✔✔✔ In reporting to the Fuqua faculty on two masters degree programs proposed for Kunshan, the investigating committees noted that the business school has operated in the red for the past four years.
That surprised us, because after all, these people are supposed to know how to run a business and turn a profit (or more accurately, a surplus).
We were intrigued, of course, as we wanted to know why a school that could not get its act together in Durham was being allowed to go hell-fire into nine international cities all at once. The biggest of these, right now, is Kunshan, China, but there are others -- which the Brodhead Administration has suddenly become very silent about -- that are grandiose as well.
As we snooped, we were fortunate enough to obtain a document prepared for the Board of Directors of Duke Corporate Education. That's just one segment of Fuqua, but an important one.
Duke Corporate Education is a separate corporation formed by Duke and Fuqua to sell training programs to major corporations, and in the end pump its surpluses into Fuqua. There are plans for Duke Corporate Education to make use of Kunshan for its non-degree programs, as the business school itself hopes to offer degree programs.
The effects of the recession have been startling. A year ago we reported DCE -- as Duke corporate education is known -- had revenues in 2007-08 of $81 million.
In the following year -- with the world wide recession -- this tumbled to $47 million.
✔✔✔✔✔ Fellow Dukies, you haven't heard anything yet. The new document we received covers the 2009-10 year. Revenues tumbled again, to $29,626,844.

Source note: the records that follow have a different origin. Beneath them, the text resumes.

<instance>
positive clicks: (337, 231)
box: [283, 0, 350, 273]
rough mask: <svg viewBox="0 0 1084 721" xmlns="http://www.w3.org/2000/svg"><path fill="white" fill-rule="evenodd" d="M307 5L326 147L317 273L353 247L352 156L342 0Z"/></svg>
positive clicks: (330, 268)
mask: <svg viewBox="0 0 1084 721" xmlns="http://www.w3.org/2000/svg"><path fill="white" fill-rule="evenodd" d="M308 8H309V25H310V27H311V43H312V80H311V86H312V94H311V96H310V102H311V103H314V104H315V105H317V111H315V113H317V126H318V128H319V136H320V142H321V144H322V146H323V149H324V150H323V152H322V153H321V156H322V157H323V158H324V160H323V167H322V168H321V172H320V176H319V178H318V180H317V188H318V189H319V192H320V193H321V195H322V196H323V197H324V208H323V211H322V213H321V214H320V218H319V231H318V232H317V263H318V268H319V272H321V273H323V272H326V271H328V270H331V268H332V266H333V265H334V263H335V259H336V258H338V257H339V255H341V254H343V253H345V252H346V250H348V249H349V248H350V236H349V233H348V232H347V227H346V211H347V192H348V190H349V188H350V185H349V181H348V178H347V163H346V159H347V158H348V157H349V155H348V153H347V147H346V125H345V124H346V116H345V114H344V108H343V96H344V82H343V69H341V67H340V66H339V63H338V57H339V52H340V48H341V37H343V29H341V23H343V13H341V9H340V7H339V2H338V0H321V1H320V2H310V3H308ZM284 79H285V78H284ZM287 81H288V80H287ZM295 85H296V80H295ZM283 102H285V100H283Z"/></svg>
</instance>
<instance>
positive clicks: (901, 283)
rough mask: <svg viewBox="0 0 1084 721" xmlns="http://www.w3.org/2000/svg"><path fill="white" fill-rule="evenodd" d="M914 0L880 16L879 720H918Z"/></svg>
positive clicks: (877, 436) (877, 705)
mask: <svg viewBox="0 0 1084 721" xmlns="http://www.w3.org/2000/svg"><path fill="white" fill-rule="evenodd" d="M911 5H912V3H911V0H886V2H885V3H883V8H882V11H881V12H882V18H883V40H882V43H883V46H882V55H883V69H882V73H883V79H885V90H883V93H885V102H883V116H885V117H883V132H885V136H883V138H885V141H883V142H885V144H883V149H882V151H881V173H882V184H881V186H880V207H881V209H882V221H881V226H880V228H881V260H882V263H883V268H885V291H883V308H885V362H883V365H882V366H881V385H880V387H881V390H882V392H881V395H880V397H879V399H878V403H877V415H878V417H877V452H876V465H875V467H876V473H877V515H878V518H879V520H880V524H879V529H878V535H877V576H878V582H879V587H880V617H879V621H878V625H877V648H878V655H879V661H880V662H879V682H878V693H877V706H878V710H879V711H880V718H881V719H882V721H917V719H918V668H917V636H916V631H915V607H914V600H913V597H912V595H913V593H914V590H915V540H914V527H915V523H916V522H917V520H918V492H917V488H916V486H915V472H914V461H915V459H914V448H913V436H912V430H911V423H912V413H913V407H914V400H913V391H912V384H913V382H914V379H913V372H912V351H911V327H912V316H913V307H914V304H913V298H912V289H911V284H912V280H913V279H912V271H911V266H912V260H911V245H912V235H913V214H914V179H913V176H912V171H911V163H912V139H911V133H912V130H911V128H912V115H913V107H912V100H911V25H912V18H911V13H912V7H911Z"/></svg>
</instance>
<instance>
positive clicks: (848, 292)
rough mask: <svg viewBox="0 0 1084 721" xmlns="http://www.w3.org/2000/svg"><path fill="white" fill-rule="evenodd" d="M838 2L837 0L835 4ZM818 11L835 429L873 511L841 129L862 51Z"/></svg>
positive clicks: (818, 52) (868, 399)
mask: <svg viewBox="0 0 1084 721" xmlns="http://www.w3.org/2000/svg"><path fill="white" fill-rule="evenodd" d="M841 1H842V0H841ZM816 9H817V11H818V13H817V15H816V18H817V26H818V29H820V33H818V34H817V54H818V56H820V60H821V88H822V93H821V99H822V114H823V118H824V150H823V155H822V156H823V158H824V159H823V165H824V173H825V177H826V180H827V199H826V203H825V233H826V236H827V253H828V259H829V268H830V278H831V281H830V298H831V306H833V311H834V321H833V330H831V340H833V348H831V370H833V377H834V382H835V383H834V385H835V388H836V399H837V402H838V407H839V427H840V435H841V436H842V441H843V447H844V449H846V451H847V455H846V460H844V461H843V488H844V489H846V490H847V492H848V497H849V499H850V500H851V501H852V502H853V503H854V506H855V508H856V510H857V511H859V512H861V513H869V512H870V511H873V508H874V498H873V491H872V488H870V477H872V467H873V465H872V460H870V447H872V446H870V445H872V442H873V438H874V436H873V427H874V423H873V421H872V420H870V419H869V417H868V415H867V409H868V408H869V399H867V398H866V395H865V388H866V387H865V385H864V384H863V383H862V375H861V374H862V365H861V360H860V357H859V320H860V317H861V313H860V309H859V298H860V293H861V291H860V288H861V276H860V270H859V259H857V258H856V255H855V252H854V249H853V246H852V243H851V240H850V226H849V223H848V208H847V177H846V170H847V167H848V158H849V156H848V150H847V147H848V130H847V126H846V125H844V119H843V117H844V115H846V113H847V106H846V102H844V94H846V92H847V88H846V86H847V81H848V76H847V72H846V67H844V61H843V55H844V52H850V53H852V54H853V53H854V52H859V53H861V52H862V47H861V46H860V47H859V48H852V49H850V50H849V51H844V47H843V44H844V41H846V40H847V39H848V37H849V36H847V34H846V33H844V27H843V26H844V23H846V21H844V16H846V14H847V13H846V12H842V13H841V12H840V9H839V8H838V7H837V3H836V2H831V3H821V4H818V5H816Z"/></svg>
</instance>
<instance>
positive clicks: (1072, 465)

✔✔✔✔✔ The bottom line was a bloodbath. While losses in 2008-09 were $1.4 million, in 2009-10 there was deep red ink -- $7,093,310.
Small wonder that the Fuqua school started to hawk a $99 a night bed and breakfast deal to tourists -- to make up for corporate executives who normally would fill the rooms in the Thomas center.
✔✔ The $7,093,310 with a giant MINUS SIGN in front of it is all the more disconcerting because we believe that the Brodhead Administration -- in looking to Fuqua to make up (and disguise) massive operating losses anticipated in Kunshan -- was going to reach into DCE to the tune of $1.8 million a year, a sum obviously not reflected in numbers two years ago. Careful Readers will note we said "we believe," because no one in the administration is ever willing to sit down and go over these complicated matters.
With this contribution of $1.8 million annually shaky, the amount of subsidy from other Duke sources -- including $1.5 to $2 million a year from the strategic initiative fund -- is likely to increase substantially.
We believe Mr. Brodhead and his team owe us a full explanation, as this is highly relevant to evaluation of whether the entire Kunshan Initiative is sustainable or folly.
Thank you for reading this report from a Deputy FC.